Mask manufacturer officially opens UK facility

2 mins read

TV personality Richard Hammond was among the guests honouring the part played by a Ross-on-Wye factory in stopping the spread of the Coronavirus and creating local job opportunities at its official opening.

The factory, owned by UK company Ultrafilter Medical, is the brainchild of Managing Director, Dustin Kronsbein, and Chairman, Dean Kronsbein, one of Britain’s leading technology entrepreneurs, who has spent the last 20 years building an international group of companies specialising in the manufacture of high-efficiency filters for the removal of bacteria and viruses.

With a £3.6m investment from the Kronsbein family, Ultrafilter Medical has established the factory by transforming warehouses on the Alton Business Park into a state-of-the-art facility, equipped with mask manufacturing machines designed by its own engineers who are specialists in filtering airborne viruses.

The company now employs 67 people at the Herefordshire site, manufacturing the Ultramask, a Type IIR medical face mask currently being used in hospitals, care settings, the pharmaceutical, food and beverage industries across Europe and in the UK.

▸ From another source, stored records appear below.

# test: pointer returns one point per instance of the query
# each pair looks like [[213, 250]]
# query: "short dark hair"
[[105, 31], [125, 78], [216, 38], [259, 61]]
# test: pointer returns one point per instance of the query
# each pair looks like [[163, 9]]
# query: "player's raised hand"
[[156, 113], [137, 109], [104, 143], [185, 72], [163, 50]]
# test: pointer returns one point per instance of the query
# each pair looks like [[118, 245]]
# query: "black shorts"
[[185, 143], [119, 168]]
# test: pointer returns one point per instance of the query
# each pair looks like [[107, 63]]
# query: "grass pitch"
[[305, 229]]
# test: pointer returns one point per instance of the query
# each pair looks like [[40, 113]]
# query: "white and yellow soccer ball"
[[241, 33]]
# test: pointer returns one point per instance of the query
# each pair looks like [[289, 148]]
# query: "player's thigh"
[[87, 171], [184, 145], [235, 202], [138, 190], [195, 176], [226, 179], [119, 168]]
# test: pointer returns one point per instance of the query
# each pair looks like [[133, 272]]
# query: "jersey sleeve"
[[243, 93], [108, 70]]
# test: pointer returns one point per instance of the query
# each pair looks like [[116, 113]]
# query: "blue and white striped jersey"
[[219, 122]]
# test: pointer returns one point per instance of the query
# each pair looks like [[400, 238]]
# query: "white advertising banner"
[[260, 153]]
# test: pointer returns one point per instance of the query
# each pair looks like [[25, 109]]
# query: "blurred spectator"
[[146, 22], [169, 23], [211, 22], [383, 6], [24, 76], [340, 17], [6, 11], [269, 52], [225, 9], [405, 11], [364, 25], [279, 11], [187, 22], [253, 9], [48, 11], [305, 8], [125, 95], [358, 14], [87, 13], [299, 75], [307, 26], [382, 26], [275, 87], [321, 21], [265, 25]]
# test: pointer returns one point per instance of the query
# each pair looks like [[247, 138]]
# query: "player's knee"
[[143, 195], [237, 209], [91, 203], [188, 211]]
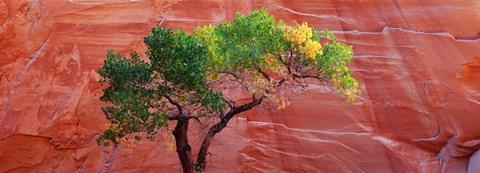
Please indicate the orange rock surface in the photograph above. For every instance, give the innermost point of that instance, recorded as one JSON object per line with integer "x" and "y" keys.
{"x": 419, "y": 111}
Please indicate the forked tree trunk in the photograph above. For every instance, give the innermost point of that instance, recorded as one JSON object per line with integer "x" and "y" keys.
{"x": 202, "y": 153}
{"x": 183, "y": 148}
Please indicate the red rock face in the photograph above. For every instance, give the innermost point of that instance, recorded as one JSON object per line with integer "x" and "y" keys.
{"x": 419, "y": 111}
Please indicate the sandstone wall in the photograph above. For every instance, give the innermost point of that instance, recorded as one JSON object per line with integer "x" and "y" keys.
{"x": 419, "y": 111}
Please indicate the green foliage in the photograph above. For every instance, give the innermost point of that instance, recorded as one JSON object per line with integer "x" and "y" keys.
{"x": 186, "y": 72}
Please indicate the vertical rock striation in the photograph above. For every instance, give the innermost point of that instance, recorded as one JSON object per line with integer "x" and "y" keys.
{"x": 419, "y": 111}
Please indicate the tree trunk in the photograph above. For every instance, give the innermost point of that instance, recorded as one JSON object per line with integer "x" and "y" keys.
{"x": 183, "y": 148}
{"x": 202, "y": 153}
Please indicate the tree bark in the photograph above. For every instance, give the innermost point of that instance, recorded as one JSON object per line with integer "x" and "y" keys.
{"x": 202, "y": 153}
{"x": 183, "y": 148}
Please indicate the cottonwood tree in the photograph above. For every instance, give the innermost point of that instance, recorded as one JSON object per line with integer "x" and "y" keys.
{"x": 187, "y": 74}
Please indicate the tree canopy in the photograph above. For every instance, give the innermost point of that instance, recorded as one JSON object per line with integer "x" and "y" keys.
{"x": 186, "y": 76}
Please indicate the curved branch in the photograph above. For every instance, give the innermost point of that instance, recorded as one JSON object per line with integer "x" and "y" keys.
{"x": 179, "y": 107}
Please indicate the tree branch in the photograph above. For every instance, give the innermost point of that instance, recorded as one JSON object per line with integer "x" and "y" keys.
{"x": 179, "y": 107}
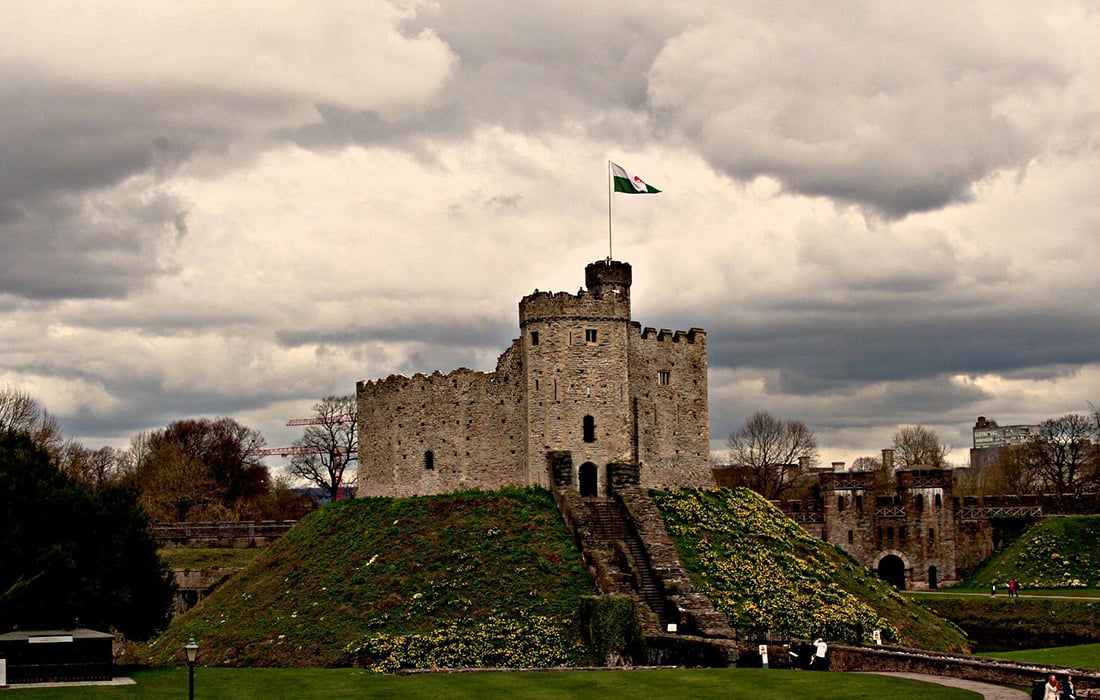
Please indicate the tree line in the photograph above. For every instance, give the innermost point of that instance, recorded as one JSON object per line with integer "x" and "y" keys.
{"x": 76, "y": 544}
{"x": 774, "y": 458}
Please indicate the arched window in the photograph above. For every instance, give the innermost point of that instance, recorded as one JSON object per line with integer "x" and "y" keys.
{"x": 586, "y": 480}
{"x": 590, "y": 429}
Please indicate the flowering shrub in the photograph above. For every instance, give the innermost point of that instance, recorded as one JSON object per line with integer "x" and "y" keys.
{"x": 762, "y": 569}
{"x": 496, "y": 642}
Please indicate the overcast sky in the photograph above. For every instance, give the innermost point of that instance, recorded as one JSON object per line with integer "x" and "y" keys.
{"x": 883, "y": 214}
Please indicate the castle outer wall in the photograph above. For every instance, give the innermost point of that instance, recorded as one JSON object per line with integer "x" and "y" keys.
{"x": 583, "y": 378}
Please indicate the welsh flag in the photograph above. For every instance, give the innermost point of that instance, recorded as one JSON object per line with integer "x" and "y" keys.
{"x": 630, "y": 184}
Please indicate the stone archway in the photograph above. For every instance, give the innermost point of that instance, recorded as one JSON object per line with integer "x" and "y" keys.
{"x": 587, "y": 477}
{"x": 892, "y": 570}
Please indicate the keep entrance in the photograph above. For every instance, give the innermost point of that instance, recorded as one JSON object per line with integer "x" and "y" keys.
{"x": 892, "y": 570}
{"x": 587, "y": 477}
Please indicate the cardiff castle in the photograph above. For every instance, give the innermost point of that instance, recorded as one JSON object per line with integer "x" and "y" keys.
{"x": 583, "y": 378}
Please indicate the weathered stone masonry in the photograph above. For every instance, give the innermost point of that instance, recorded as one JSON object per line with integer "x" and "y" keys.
{"x": 582, "y": 378}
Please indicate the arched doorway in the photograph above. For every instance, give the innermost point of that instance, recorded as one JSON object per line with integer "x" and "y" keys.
{"x": 892, "y": 570}
{"x": 586, "y": 477}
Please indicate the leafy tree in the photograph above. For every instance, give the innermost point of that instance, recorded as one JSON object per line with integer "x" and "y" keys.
{"x": 69, "y": 551}
{"x": 328, "y": 445}
{"x": 916, "y": 446}
{"x": 769, "y": 455}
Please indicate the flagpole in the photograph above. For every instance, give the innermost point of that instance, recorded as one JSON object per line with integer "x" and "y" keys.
{"x": 609, "y": 179}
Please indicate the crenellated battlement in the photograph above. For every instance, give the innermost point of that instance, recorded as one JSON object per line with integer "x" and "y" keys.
{"x": 542, "y": 306}
{"x": 582, "y": 379}
{"x": 669, "y": 336}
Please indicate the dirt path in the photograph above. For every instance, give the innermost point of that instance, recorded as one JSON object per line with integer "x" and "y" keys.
{"x": 989, "y": 691}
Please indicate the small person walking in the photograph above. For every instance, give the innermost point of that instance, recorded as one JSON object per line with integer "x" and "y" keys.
{"x": 1051, "y": 690}
{"x": 1068, "y": 692}
{"x": 817, "y": 660}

Since opening, the Ross-on-Wye site and its sister factory in Germany have produced over 400 million masks, used by frontline workers in Herefordshire and further afield, including employees of the Wye Valley NHS Trust, Herefordshire Council, the Swiss Government and hospitals across Germany.

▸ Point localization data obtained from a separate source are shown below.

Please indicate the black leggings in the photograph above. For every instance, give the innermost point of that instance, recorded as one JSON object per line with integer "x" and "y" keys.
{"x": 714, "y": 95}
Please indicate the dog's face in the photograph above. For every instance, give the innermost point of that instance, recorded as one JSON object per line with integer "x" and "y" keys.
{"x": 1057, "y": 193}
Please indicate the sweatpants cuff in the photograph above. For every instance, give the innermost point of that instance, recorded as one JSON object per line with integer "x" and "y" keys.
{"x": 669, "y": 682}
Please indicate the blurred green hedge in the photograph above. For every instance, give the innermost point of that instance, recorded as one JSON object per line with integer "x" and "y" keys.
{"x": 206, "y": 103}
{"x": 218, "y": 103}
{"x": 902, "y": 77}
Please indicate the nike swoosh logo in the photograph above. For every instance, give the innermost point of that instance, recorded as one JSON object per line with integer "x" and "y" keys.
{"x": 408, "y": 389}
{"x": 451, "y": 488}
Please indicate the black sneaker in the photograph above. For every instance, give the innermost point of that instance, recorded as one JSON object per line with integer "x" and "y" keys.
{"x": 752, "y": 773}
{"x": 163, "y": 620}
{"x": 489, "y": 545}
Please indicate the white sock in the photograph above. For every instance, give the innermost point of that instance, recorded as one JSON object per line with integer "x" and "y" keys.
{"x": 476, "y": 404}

Ultrafilter Medical Chairman Dean Kronsbein said: “At the start of the pandemic, when PPE was in short supply in the UK, we asked ourselves how we could use our wealth of experience in filtering airborne viruses to help save lives and make the UK independent of overseas mask imports. I wanted to help my country, it was a call of duty. We also wanted to create much-needed employment and career opportunities for local people here in Ross-on-Wye.”

Made with a high-efficiency nanofiber filter media that has been lab tested and certified as having a retention rate of 99.8%, the British-made face mask offers a higher level of protection than the 98% bacterial filtration of many imports currently sold on the high street and being used in the UK.

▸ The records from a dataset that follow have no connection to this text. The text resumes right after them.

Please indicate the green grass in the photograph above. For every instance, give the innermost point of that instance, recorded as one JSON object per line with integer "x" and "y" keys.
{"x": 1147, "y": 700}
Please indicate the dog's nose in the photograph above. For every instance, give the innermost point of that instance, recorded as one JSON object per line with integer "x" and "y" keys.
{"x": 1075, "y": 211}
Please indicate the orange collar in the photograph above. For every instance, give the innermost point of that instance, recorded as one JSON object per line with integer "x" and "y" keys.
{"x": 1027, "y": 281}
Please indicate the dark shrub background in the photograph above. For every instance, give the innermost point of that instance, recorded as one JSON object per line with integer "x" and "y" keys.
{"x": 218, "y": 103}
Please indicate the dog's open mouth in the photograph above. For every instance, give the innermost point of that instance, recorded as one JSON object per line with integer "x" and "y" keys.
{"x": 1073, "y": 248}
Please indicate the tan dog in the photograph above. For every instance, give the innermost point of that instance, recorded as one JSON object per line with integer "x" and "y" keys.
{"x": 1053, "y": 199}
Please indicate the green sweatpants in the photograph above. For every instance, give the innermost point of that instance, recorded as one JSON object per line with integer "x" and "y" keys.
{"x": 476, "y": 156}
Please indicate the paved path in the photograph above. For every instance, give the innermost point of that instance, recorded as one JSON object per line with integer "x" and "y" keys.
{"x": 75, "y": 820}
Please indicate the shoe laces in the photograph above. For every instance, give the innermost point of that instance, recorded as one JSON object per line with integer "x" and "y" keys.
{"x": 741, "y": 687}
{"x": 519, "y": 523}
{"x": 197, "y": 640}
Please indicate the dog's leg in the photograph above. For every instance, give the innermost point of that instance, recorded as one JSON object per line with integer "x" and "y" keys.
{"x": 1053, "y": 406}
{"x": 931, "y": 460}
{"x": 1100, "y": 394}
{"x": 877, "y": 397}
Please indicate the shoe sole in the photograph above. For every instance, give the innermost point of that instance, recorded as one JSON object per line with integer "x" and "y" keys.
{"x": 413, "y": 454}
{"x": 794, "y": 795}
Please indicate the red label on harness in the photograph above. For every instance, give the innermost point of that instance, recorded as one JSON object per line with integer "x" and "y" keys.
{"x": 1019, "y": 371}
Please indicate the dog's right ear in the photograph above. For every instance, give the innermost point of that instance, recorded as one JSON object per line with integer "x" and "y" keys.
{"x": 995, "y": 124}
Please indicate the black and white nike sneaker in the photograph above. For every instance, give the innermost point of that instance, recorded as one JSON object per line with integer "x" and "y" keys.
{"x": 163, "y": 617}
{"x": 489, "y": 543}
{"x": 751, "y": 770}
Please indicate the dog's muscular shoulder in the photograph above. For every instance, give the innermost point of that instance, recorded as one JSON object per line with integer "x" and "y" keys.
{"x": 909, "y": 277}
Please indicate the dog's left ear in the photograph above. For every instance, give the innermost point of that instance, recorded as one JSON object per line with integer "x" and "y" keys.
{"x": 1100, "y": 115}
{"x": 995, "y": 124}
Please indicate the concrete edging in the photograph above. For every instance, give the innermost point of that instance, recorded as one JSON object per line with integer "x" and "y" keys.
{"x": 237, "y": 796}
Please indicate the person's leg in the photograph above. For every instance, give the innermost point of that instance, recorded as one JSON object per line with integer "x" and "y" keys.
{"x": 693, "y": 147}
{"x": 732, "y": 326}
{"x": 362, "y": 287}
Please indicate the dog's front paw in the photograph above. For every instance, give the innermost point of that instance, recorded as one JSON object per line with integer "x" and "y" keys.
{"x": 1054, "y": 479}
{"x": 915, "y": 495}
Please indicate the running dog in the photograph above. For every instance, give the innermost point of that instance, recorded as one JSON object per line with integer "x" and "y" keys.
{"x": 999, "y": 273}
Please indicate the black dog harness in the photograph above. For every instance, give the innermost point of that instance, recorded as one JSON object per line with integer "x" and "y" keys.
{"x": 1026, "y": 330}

Dean explained: “This percentage difference may seem small, but when you’re dealing with stopping the penetration of millions of microscopic viruses through a face mask, even a small percentage change in filtration efficiency can be life-saving.”

The life-saving Ultramask technology is also more comfortable to wear, thanks to the very fine nanofibers it uses to filter viruses from the atmosphere, which make it easier to breathe while wearing the mask, due to lower differential pressure.

As the Ultramask is manufactured in the UK, it has a lower carbon footprint than imported masks from China and other overseas exporters. Delivery to UK customers is also quicker and more cost-effective than the logistics involved in importing from Asia. And because the Ross- on-Wye factory is producing 1million masks a day and offering Just-In-Time deliveries, orders can be placed by healthcare organisations as and when they are needed.

Frank Myers MBE, Chairman of the Herefordshire Business Board and Non-Executive Director at the Wye Valley NHS Trust, was among the guests visiting the Ultrafilter Medical factory for the official opening. He said:

“The visit is about thanking the team at Ultrafilter Medical for their hard work and dedication during the pandemic, for the investment in Ross-on-Wye and the employment opportunities it has created. It’s also a celebration of British technology and innovation and a local business having a big impact on the lives of so many.”

Flying the flag for UK manufacturing is something British-born Dean Kronsbein and his family-run global filtration group are passionate about. He trained and worked as an engineer in Germany before specialising in filtration and moving to Herefordshire.

Dean said: “We’re certainly on a mission to bring back manufacturing to Britain. The pandemic has highlighted structural weaknesses in the global supply chain and tariffs and import duties introduced after Brexit are also prompting businesses to think about bringing production home. Demand for more sustainability is also playing a big role as the environmental cost of shipping goods from the far east is now being factored in. Through face mask production alone, we’ve demonstrated the benefits of British manufacturing for the customer, our local economy and the environment.”